Cado Security has identified a new strain of malware used to mine Monero cryptocurrency on compromised systems, which is believed to have been developed by the cryptojacking group known as TeamTNT.
The malware was discovered after Sysdig highlighted an attack called SCARLETEEL, which was aimed at containerized environments and designed to steal proprietary data and software. While there is no concrete evidence to connect the new malware to the SCARLETEEL attack, the sample appeared around the same time the latter was reported, leading Cado Security to suggest that it may have been used as a decoy to conceal data exfiltration.
TeamTNT has been active since 2019 and has repeatedly attacked cloud and container environments to deploy cryptocurrency miners.
The group is also known for unleashing a crypto mining worm that can steal AWS credentials.

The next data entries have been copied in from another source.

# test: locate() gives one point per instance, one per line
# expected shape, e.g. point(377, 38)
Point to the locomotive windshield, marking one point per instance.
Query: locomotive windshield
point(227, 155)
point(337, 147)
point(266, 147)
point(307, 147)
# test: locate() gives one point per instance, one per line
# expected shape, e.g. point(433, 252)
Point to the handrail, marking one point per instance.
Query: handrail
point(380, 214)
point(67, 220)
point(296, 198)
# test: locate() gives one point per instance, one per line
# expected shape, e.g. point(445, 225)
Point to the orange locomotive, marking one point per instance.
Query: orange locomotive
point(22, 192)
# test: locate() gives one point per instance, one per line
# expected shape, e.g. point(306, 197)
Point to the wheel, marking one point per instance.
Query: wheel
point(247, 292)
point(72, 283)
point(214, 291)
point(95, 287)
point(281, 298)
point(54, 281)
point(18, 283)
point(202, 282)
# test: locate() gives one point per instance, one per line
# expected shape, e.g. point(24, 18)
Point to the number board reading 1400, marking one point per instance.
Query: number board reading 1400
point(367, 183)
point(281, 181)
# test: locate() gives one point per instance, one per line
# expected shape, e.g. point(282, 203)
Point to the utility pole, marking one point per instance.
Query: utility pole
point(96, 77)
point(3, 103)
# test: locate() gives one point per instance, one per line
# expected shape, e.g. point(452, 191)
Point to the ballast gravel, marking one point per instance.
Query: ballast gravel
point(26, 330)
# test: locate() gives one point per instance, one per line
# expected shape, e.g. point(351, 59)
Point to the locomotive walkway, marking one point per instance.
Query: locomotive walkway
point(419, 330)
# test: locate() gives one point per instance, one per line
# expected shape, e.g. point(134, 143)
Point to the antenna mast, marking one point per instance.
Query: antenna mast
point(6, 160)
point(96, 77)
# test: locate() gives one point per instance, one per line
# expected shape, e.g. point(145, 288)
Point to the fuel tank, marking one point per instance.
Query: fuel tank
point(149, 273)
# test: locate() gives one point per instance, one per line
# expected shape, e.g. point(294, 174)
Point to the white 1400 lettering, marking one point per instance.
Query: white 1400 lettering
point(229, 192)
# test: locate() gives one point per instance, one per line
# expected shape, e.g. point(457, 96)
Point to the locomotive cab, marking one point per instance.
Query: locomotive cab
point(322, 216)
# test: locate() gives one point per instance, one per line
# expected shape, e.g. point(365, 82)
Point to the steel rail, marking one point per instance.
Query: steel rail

While the threat actor voluntarily shut down its operations in November 2021, cloud security firm Aqua disclosed a fresh set of attacks by the group in September 2022, targeting misconfigured Docker and Redis instances.
Rival crews such as WatchDog are also thought to be mimicking TeamTNT’s tactics, techniques, and procedures (TTPs) to foil attribution efforts.
The newly discovered malware uses a shell script that takes preparatory steps to reconfigure resource hard limits, prevent command history logging, accept all ingress or egress traffic, enumerate hardware resources, and clean up prior compromises before starting the mining activity. The malicious payload also leverages a technique called dynamic linker hijacking to cloak the miner process through a shared object executable called libprocesshider, using the LD_PRELOAD environment variable.